Sejak awal kelahirannya pada masa Pencerahan, teknologi telah menghancurkan mitos-mitos dan pola pikir masyarakat tradisional yang dibatasi oleh berbagai legitimasi tradisi kebudayaan seperti mitologi, teknologi, filsafat, yang semuanya berfungsi integratif. Pola tersebut disadari sebagai ideologi dalam fungsi distorsif karena bertentangan dengan kepentingan Pencerahan yang melahirkan berbagai penemuan yang menjadi cikal bakal Revolusi Industri. Ideologi yang kemudian muncul sebagai legitimasi baru mengganti pola tradisional dengan pola modern yang membentuk sistem integrasi sosial baru, yakni sistem kapitalisme liberal yang mendasarkan diri pada mekanisme pasar bebas dan serangkaian prinsip tentang kebebasan lainnya. Negara-negara yang menguasai teknologi mulai mengadakan ekspansi dan intervensi yang didorong oleh kepercayaan bahwa ilmu dan teknologi adalah solusi berbagai masalah. Negara-negara tersebut mendasarkan diri pada teknologi sebagai legitimasi kekuasaan teknokratis. Dengan demikian, bentuk integrasi sosial yang terjadi adalah masyarakat teknokratis yang memperluas dan melestarikan kekuasaannya melalui teknologi. Dalam masyarakat teknokratis itu hubungan antarmanusia dipermiskin menjadi hubungan instrumental dan dengan demikian mengabaikan nilai-nilai komunikatif manusiawi.

Oleh karena itu, dalam upaya pengembangan dan alih teknologi, kita perlu mengadakan refleksi apakah teknologi itu kemudian muncul sebagai ideologi, sikap, cara dan gaya hidup, yang melakukan infiltrasi, penetrasi atau bahkan invasi terhadap orientasi nilai-nilai budaya dan pandangan hidup bangsa kita. Refleksi dan orientasi itu mesti diwujudkan pula dalam kesadaran sedemikian rupa agar ilmu dan teknologi dapat disikapi sebagai kenyataan budaya yang sangat berharga dan dibutuhkan dengan tetap mempertahankan fungsi dan peranannya sebagai sarana demi kepentingan manusia seperti disarankan Soerjanto Poespowardojo ( 1989:86 ): “Dalam mengembangkan ilmu pengetahuan dan memanfaatkan kemajuan teknologi, kesadaran religius, budaya, dan ilmiah perlu ditanamkan dan dinyalakan, karena dengan demikian orang mendapatkan motivasi kuat untuk menentukan sikap dan menjalankan kegiatannya secara terbina dan terarah.”

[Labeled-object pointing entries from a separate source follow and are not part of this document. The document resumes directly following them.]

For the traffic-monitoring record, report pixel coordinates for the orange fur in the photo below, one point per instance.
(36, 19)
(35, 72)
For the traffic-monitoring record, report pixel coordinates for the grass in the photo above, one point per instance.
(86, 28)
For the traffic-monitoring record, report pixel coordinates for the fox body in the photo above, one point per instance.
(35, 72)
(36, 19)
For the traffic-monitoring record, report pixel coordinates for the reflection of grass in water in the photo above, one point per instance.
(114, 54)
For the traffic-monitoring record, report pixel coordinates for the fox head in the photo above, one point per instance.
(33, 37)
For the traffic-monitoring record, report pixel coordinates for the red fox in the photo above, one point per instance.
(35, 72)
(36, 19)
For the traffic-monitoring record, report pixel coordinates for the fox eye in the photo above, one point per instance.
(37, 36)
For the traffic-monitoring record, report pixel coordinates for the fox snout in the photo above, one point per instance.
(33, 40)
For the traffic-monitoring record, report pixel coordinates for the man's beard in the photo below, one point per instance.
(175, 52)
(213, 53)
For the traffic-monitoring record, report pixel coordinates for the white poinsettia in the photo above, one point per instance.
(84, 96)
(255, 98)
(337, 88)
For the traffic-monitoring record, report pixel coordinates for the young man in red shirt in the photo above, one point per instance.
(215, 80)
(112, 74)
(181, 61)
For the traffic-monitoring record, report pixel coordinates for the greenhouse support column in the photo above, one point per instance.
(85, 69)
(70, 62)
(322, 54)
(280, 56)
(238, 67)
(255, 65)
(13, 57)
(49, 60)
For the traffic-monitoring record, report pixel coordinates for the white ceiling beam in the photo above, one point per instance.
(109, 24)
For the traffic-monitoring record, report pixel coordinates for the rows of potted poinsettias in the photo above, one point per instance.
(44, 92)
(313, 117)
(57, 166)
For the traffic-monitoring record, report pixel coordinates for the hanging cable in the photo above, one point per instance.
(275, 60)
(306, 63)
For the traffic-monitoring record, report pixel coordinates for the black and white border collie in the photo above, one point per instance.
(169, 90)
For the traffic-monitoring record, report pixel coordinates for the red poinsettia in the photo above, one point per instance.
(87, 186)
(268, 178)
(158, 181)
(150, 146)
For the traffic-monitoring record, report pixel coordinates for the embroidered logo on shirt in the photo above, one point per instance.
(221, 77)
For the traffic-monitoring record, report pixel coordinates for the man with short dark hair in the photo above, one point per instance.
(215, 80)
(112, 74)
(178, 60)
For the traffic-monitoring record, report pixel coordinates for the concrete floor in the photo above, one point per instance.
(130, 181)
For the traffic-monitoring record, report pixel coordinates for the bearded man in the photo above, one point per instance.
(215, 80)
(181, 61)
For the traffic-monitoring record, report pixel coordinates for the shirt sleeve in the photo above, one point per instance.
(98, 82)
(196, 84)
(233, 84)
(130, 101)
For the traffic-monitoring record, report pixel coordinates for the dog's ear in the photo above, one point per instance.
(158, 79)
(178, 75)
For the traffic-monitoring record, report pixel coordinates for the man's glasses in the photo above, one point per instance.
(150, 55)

Menyadari kemampuan metamorfosa teknologi sebagai ideologi, Farid Ruskanda ( 1989 ) mengusulkan penambahan ideoware ke dalam rangkaian technoware (peralatan), infoware (informasi), humanware (sumber daya manusia), dan orgaware (organisasi). Ideoware merefleksikan ideologi dan cita-cita pembangunan suatu bangsa secara operasional dalam proses pengembangan, pengalihan maupun pengendalian perkembangan teknologi.


Peran IT Dalam Alih Teknologi

Pemanfaatan atau implementasi teknologi dalam alih teknologi akan memberikan dampak yang cukup signifikan bukan hanya dari efisiensi kerja tetapi juga terhadap budaya kerja baik secara personal, antar unit, maupun keseluruhan institusi.

Berdasarkan strukturnya, pemanfaatan teknologi informasi diklasifikasikan menjadi 3 kategori, yaitu:


  1. Perbaikan efisiensi : Pemanfaatan teknologi informasi untuk perbaikan efisiensi diterapkan pada level operasional organisasi. Pada kategori ini, pemanfaatan teknologi informasi diukur dengan penurunan waktu dan biaya proses.
  2. Perbaikan efektivitas : Pemanfaatan teknologi informasi untuk perbaikan efektifitas diterapkan pada level manajerial organisasi. Pada kategori ini, pemanfaatan teknologi informasi diukur dengan kemudaan dan kecepatan memperoleh status pencapaian target organisasi.
  3. Strategic Improvement : Pemanfaatan teknologi informasi untuk strategic improvement (perbaikan daya saing) diterapkan pada level eksekutif organisasi. Pada kategori ini, pemanfaatan teknologi informasi diukur dengan kemudahan dan ketepatan pengambilan keputusan oleh eksekutif.